A session at Inductive Automation’s virtual Ignition Community Conference 2021 featured four system integration professionals offering their viewpoints on the automation trends they see as having been the most impactful this year. The session, led by Shay Johnson, sales engineer at Inductive Automation, featured Jake Hall, business development manager, Feyen Zylstra; Brian McClain, business development manager, Corso Systems; Cody Warren, senior controls engineer, Tamaki Control Ltd.; and Dustin Wilson, senior project manager, Phantom Technical Services.
Though the conversation tackled several points, from enterprise resource planning (ERP) systems adding plant floor software packages to high-performance HMI (human machine interface), Ethernet at the device level, remote access technologies, and the reasons why automation projects fail were among the most engaging topics of discussion.
The rise of “Ethernet I/O on the device level has been huge lately,” said Warren. “I think customers are seeing the value of that as opposed to the hardwired approach. A lot of the work we've been doing the past couple years has been upgrading old, out-of-date PLCs and I/O. And it’s easier to do this with the arrival of IO-Link masters.”
|Listen to this podcast explaining IO-Link and why it's popularity is increasing in the U.S.|
The value of remote
Like every business, industrial operations continue to struggle with maintaining effective operations amid the ongoing COVID-19 pandemic.
“You never know when someone is going to be at work the next day, so being able to call on your integrators remotely and for us to be able to utilize Industry 4.0 and IoT (Internet of Things) to see and diagnose issues remotely, in real time, instead of having to be on site has been a huge benefit—because every customer is limiting how many feet actually touch their floor right now,” said Wilson. “A lot of what we’ve done these past two years would have been impossible without some of the improvements that have happened with Industry 4.0 and Ignition. I can't imagine having sneaker net right now and trying to make changes to programs where you have to physically be on the plant floor to make an adjustment.”
McClain concurred with Wilson’s comments about the importance of remote technologies, adding, “Remote data monitoring has been a recurring theme we've seen over the last year not just from supervisors, but managers who want remote access to their production data because they may not be able to go into the facility, or it may not be safe to do so.”
Efforts made by the IT departments at industrial companies have been beneficial in enabling this, McClain said. “IT departments in these facilities have made big strides here recently to help create an environment that has made remote access feasible. I remember it wasn't too long ago when trying to do something like exposing a visualization dashboard or data for supervisors to see outside of their network was virtually impossible. You would talk to IT departments about opening some ports to create the right networking architecture for this and you would just get these blank stares. But now, more organizations are seeing the benefit of this and creating systems and secure methodologies that we can use to implement and deliver these remote access solutions.”

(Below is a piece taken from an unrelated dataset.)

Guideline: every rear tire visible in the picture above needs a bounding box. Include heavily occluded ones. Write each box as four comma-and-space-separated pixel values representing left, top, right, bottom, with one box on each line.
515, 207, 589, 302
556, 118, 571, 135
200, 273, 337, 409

Also, “the amount of remote training I have seen happen in the past 18 months is unprecedented,” added Hall.
Hall noted that the lack of in-person conferences since early 2020 has likely contributed to the increased interest in remote training and videos.
Automation project failures
The integrators on the panel agreed that the current heightened level of interest in automation in response to digital transformation trends has been accelerated with the advent of COVID-19. Likewise, the urgency to implement technology to address pandemic-related issues has also increased the rate of implementation difficulties.

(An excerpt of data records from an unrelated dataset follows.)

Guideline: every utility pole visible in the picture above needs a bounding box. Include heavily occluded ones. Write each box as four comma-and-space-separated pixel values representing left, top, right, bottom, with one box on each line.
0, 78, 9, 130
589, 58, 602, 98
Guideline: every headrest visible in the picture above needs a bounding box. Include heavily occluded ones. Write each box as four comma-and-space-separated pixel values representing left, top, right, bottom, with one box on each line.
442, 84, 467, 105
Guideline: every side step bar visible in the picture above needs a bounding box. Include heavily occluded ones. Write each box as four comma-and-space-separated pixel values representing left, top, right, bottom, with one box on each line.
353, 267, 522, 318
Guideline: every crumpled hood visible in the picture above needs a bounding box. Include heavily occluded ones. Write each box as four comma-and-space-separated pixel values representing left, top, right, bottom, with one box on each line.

Hall referenced a statistic that indicates only about one quarter of IoT initiatives in manufacturing are successful. He believes the reason for this is largely due to unclear business objectives and the lack of road maps for these projects.

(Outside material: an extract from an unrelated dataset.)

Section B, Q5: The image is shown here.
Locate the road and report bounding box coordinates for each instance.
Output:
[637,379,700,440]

“A lot of times, the systems are so complex they’re unable to be communicated effectively to the integration team,” he explained, noting that project changes made during development and implementation, often due to a lack of clear understanding on all sides, can cause costs to rise by 50x.
To avoid this, Hall recommend two things:
- Aligning your projects teams together—is there a detailed complete spec or document that's keeping everything up to date?
- Learn and proof—From the data you're able to collect, are you able to act on it? Then, from your implementation, are you able to define the root causes [of problems]?
The ability to overcome project failures depends on your ability to define the problem and then validate and deliver systems to address it.
From there, “are you able to learn and improve?” Hall asked. “If you can't do those things, you're probably not going to be successful with your implementation.”
Wilson stressed the importance of being able to define your long-term goals for the project. “Once you have your long-term projections, you can model the system correctly so that once you do have all the data available, it has context to it. By modeling your data correctly, you can know exactly where to find all your control points for a motor. Then, when you push those data points into the cloud and you're doing Big Data analytics on them, you’ll have a consistent format for everything in it.”